En 2022, Basima Tewfik de la MIT Sloan School of Management a publié dans l'Academy of Management Journal les résultats de quatre études totalisant 3 603 participants. Dans l'une d'elles — plus de 150 employés d'une société de conseil en investissements — ceux qui vivaient plus fréquemment des pensées d'imposteur ont reçu de leurs supérieurs des évaluations plus élevées en efficacité interpersonnelle. Dans une autre étude, portant sur plus de 70 médecins en formation, ceux ayant plus de pensées d'imposteur s'orientaient davantage vers le patient lors des consultations : plus de contact visuel, plus d'écoute. Les patients les notaient plus haut. L'article est devenu l'un des plus lus de la revue cette année-là.

L'explication : le doute sur soi rend les gens plus attentifs aux autres. Ils travaillent davantage pour compenser le déficit qu'ils croient avoir. Cela ne signifie pas qu'il faut cultiver le syndrome de l'imposteur. Cela signifie que le sentiment lui-même n'est pas un obstacle direct à la performance. Ce qui le devient, c'est son interprétation — le traiter comme une preuve d'incompétence plutôt que comme un schéma habituel en période de transition.

Que faire

Attendre que l'expérience y mette fin seule n'est pas une stratégie. L'expérience ne réinitialise pas la boucle d'attribution : le schéma tourne quel que soit le nombre d'années dans le poste ou le palmarès accumulé.

Ce que tu peux faire maintenant

  1. Nomme-le à voix haute. Pas comme une plainte — comme une reconnaissance. Dis-toi : « Je suis dans ce schéma en ce moment. » Le nommer rompt l'automatisme : le sentiment passe du bruit de fond à quelque chose de visible.
  2. Sépare la sensation de la preuve. Demande-toi : quelles preuves concrètes ai-je — pour et contre ma compétence ? Sans précision, « je ne suis pas à la hauteur » n'est que du bruit.
  3. Vérifie ton profil réel. Fais le test d'orientation gratuit — il montre où tu es genuinement fort, à partir de ton vrai profil d'intérêts, pas d'un déficit imaginaire.
  4. Si l'anxiété est chronique et perturbe ton travail, pense à consulter un professionnel. Ce schéma répond bien aux approches cognitivo-comportementales.

Questions fréquentes

Le syndrome de l'imposteur est-il une maladie mentale ?

Non. Il ne figure pas dans la CIM-11 ni dans le DSM-5 en tant que trouble. La revue systématique de Bravata et collègues (Journal of General Internal Medicine, 2020) le décrit comme un schéma psychologique : jusqu'à 82 % des personnes le vivent au moins une fois. S'il est chronique et perturbe le travail, consulter un professionnel est utile — mais le sentiment en lui-même n'est pas une pathologie.

Pourquoi cela ne disparaît-il pas avec l'expérience et les succès ?

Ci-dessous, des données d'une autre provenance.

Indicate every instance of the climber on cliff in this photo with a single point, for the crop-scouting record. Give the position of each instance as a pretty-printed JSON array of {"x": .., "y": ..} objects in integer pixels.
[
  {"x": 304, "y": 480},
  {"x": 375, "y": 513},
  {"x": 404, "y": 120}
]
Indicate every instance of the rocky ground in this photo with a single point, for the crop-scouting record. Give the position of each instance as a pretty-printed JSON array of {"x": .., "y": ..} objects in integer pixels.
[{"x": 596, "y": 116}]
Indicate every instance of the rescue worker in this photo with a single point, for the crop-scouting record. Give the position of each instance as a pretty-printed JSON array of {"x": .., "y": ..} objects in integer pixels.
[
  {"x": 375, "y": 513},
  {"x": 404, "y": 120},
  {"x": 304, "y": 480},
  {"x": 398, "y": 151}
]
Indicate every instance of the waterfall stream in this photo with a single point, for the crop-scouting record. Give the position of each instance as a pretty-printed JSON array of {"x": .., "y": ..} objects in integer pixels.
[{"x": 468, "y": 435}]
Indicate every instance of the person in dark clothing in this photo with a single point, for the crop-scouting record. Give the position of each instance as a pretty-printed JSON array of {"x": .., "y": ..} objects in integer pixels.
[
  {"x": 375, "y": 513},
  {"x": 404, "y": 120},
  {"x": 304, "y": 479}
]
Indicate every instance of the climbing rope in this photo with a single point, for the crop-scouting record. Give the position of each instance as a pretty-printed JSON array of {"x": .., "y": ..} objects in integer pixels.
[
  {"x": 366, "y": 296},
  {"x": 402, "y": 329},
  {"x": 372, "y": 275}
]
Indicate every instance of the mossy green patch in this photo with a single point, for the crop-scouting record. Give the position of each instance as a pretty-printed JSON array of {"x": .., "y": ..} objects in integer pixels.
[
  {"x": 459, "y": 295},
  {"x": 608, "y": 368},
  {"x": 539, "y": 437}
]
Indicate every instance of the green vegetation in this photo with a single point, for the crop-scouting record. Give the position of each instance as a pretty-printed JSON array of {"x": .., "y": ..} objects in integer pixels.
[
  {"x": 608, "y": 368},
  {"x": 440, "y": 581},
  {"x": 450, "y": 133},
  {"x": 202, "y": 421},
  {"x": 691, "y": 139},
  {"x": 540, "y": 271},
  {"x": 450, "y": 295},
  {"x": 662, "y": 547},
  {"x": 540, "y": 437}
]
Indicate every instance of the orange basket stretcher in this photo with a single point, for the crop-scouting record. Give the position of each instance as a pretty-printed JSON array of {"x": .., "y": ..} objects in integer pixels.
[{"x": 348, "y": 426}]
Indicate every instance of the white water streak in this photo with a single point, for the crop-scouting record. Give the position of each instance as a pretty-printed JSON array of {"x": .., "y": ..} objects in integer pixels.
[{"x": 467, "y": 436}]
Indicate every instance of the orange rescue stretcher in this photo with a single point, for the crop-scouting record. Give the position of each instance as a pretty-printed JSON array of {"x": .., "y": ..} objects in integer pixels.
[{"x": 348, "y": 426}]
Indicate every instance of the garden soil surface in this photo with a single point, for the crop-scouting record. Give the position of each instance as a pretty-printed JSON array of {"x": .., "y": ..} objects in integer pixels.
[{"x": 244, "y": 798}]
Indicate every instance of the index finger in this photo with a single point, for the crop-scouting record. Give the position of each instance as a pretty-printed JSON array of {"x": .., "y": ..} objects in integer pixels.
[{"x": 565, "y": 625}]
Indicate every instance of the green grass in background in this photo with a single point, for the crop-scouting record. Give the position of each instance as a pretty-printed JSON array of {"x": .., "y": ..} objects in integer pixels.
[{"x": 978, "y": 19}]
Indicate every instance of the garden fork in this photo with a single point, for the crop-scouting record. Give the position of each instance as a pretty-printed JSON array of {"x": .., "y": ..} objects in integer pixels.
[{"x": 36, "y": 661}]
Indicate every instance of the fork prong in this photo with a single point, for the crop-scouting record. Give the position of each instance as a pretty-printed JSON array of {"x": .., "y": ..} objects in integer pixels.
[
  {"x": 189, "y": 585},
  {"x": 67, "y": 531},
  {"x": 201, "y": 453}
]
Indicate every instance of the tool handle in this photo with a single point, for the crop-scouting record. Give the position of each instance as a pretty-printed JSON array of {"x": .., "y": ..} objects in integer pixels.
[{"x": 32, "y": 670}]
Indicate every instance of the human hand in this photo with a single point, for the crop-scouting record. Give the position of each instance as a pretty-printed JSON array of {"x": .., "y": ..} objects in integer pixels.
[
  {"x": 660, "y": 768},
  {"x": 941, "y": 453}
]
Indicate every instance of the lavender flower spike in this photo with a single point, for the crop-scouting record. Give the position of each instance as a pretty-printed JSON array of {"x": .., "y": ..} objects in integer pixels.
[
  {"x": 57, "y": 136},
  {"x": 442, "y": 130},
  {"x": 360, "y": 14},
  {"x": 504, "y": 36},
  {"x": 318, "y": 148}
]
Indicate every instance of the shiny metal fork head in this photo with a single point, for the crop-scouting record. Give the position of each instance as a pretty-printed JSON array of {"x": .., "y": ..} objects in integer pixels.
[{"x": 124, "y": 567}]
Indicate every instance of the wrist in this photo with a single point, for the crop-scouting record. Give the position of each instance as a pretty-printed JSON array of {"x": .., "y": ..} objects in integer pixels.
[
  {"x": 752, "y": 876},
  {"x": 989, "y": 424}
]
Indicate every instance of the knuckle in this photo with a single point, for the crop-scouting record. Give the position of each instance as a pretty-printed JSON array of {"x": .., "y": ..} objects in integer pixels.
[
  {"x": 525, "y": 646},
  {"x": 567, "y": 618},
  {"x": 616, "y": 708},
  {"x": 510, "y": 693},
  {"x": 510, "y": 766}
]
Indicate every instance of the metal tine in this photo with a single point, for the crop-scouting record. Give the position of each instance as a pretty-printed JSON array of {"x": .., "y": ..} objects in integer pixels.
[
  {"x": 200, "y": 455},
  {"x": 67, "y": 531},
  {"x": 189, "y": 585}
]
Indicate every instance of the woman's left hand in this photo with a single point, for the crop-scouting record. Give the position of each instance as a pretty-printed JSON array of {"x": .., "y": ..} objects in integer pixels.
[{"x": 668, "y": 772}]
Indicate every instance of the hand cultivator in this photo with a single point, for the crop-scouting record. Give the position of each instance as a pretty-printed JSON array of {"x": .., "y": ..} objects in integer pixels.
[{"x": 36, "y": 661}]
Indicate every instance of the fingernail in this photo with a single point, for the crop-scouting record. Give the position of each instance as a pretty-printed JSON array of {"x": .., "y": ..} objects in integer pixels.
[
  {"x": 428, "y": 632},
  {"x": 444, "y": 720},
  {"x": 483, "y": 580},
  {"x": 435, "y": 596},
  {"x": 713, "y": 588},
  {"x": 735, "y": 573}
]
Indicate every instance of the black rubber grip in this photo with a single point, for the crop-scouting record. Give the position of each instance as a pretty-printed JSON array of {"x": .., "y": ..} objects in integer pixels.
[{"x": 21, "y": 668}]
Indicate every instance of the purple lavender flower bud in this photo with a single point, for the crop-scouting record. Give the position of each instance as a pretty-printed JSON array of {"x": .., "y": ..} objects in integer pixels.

Parce que le mécanisme fonctionne dans les deux sens : les succès sont attribués à la chance ou aux facteurs externes et ne comptent pas comme preuve de compétence. Les échecs sont attribués à une incompétence réelle. La boucle est fermée. Ce schéma d'attribution erronée a été identifié par Clance et Imes dans Psychotherapy en 1978 — et n'a pas changé depuis.

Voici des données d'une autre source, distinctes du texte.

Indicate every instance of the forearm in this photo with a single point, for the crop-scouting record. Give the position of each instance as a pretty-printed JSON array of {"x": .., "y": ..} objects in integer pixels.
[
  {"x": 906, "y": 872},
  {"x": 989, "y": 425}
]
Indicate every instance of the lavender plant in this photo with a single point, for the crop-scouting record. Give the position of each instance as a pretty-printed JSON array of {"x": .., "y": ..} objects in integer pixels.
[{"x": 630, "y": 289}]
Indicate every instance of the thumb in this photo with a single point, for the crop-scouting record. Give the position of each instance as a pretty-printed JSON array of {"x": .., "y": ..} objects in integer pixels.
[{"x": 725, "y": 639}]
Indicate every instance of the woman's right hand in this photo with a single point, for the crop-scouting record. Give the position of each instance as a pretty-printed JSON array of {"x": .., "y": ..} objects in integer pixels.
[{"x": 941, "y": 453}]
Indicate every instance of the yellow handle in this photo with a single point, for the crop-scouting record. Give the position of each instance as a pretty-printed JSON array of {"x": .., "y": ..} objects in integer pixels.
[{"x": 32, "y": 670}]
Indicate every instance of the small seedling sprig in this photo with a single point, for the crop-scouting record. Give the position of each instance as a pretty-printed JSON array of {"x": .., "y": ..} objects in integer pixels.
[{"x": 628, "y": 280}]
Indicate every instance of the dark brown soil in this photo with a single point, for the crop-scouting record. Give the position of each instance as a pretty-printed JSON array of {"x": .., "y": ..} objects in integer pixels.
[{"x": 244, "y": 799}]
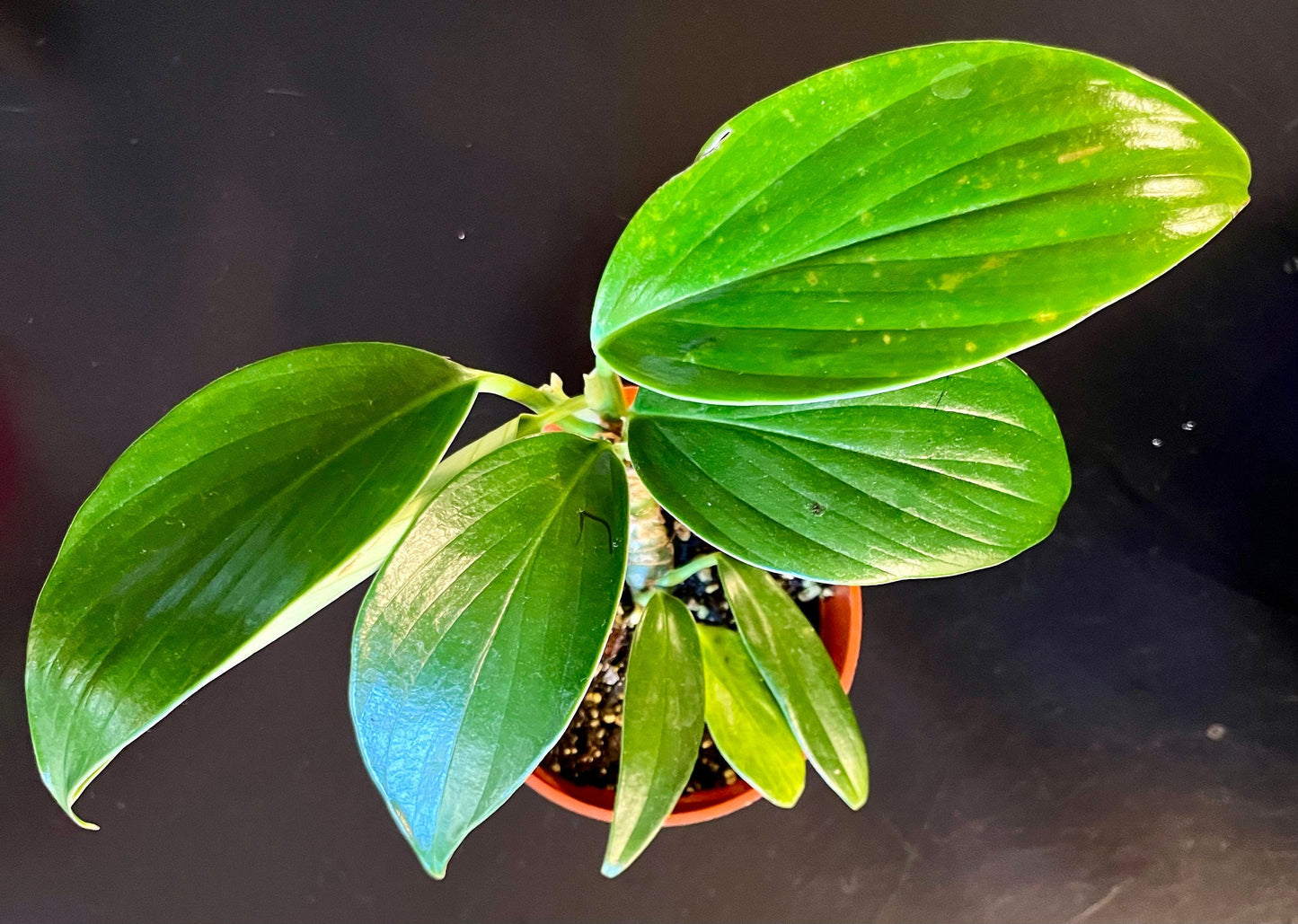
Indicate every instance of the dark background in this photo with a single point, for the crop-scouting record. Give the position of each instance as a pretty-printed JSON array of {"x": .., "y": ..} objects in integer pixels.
[{"x": 1105, "y": 728}]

Qu'est-ce qui aide vraiment ?

Trois étapes avec une logique : le nommer à voix haute — la reconnaissance rompt l'automatisme ; séparer la sensation de la preuve (se demander : quelles preuves concrètes ai-je, pour et contre ma compétence ?) ; vérifier son profil réel de points forts via un test — il montre ce qui fonctionne vraiment, pas un déficit imaginaire.

Sources

  1. Clance, P. R., & Imes, S. A. (1978). The impostor phenomenon in high achieving women: Dynamics and therapeutic intervention. Psychotherapy: Theory, Research & Practice, 15(3), 241–247.
  2. Tewfik, B. A. (2022). The Impostor Phenomenon Revisited: Examining the Relationship Between Workplace Impostor Thoughts and Interpersonal Effectiveness at Work. Academy of Management Journal, 65(3), 988–1018. journals.aom.org/doi/10.5465/amj.2020.1627
  3. Bravata, D. M., Watts, S. A., Keefer, A. L., et al. (2020). Prevalence, Predictors, and Treatment of Impostor Syndrome: A Systematic Review. Journal of General Internal Medicine, 35, 1252–1275. pubmed.ncbi.nlm.nih.gov/31848865

Ce contenu est à titre éducatif et ne constitue pas un avis professionnel. Si l'anxiété est chronique et affecte ta vie professionnelle ou personnelle, consulte un professionnel de santé mentale qualifié.